Tina is very excited to take part in a Civil War reenactment taking place in Patriot Park next weekend. She takes her antique gun, unloaded, to the park for practice. She practices marching with the gun and pointing it at "the enemy." When Tina practices, she picks a secluded place in the park. Carlos suddenly rides on his bicycle right in front of Tina as Tina picks up the gun and holds it out for practice against her imaginary opponent. Carlos becomes very afraid he was going to be shot and he nearly crashes his bike. Carlos sues Tina for the tort of assault. Can Carlos make out the the prima facie case for assault? (A) Yes, because contact is not required for an assault. (B) Yes, unless Carlos's bike actually crashed. (C) No, because Tina did not act. (D) No, because Tina did not have the requisite intent.

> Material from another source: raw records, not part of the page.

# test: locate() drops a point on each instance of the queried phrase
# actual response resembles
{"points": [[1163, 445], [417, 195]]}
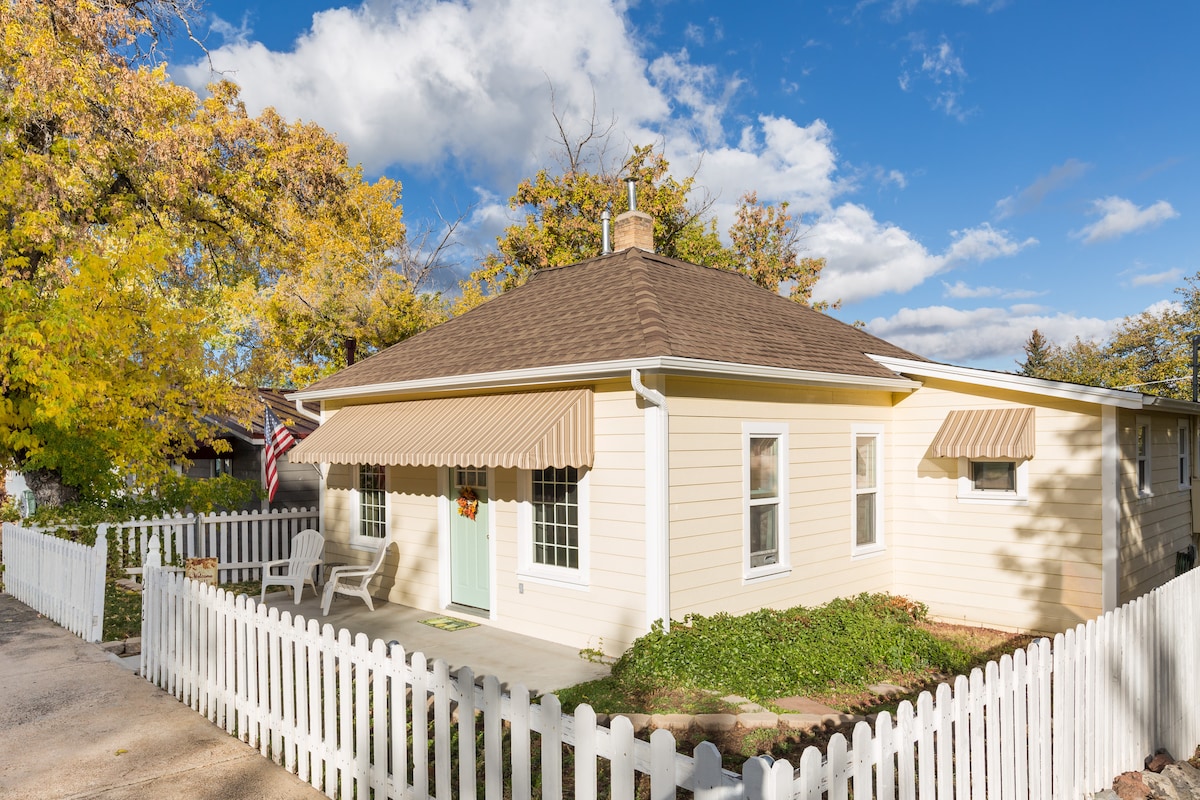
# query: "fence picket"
{"points": [[1020, 728]]}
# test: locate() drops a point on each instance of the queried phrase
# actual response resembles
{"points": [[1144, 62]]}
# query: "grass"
{"points": [[123, 607]]}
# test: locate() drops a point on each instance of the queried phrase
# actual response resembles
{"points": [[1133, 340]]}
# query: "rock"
{"points": [[640, 721], [1179, 781], [1131, 786]]}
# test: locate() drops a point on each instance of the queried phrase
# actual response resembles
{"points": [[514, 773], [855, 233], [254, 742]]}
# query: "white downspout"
{"points": [[658, 521], [1110, 510]]}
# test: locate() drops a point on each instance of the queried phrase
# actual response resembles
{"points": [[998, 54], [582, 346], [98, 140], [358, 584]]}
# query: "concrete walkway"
{"points": [[75, 723]]}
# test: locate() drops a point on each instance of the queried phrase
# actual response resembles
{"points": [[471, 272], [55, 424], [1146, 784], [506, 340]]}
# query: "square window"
{"points": [[994, 476]]}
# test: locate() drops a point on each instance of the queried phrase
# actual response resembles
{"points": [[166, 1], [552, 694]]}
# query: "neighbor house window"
{"points": [[552, 523], [1144, 462], [994, 480], [868, 488], [372, 501], [765, 517], [1185, 445]]}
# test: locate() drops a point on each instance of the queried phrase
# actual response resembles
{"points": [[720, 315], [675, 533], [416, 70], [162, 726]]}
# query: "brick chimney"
{"points": [[634, 228]]}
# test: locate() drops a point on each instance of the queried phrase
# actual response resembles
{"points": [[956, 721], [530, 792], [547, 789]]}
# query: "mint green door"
{"points": [[471, 569]]}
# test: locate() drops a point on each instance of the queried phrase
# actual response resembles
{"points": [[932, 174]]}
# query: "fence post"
{"points": [[96, 588]]}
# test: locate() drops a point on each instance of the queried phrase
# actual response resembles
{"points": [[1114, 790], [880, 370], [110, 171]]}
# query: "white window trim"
{"points": [[1149, 489], [1185, 452], [876, 547], [967, 492], [544, 573], [358, 540], [784, 566]]}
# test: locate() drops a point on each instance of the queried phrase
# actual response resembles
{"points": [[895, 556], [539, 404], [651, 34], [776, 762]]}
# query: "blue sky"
{"points": [[970, 169]]}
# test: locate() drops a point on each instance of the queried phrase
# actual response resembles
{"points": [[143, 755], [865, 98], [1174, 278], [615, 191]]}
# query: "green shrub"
{"points": [[768, 653]]}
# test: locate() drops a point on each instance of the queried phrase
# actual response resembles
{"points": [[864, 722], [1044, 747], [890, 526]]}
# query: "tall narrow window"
{"points": [[1185, 445], [1144, 462], [766, 499], [868, 492], [556, 517], [372, 501]]}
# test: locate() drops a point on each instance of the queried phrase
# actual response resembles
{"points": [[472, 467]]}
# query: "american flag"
{"points": [[276, 441]]}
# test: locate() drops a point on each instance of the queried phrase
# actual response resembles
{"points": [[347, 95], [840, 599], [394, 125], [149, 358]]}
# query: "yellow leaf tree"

(D) Rationale: When Tina held up the gun, she was certainly committing an act. It was a voluntary muscular contraction; she was not sleepwalking or responding to a reflex. For this reason, Choice C is incorrect. Though it was an act, Tina did not act with the requisite intent. When she held out the gun, she did not see anyone around. Therefore, she did not have the purpose and did not act with the knowledge that she was substantially certain to make a harmful or offensive contact with Carlos or a third person. Nor did she have the purpose or act with the knowledge that she would put Carlos or a third person in imminent apprehension of such contact. Thus, Choice D is correct. Choice A is incorrect because, though it states a correct proposition of law (contact is not required for an assault), the assault claim fails because of a lack of intent. Choice B is wrong because whether or not Carlos's bike crashed could be relevant to Carlos's cause of action for battery, not assault. It would be enough for him to be put in imminent apprehension of a harmful or offensive contact.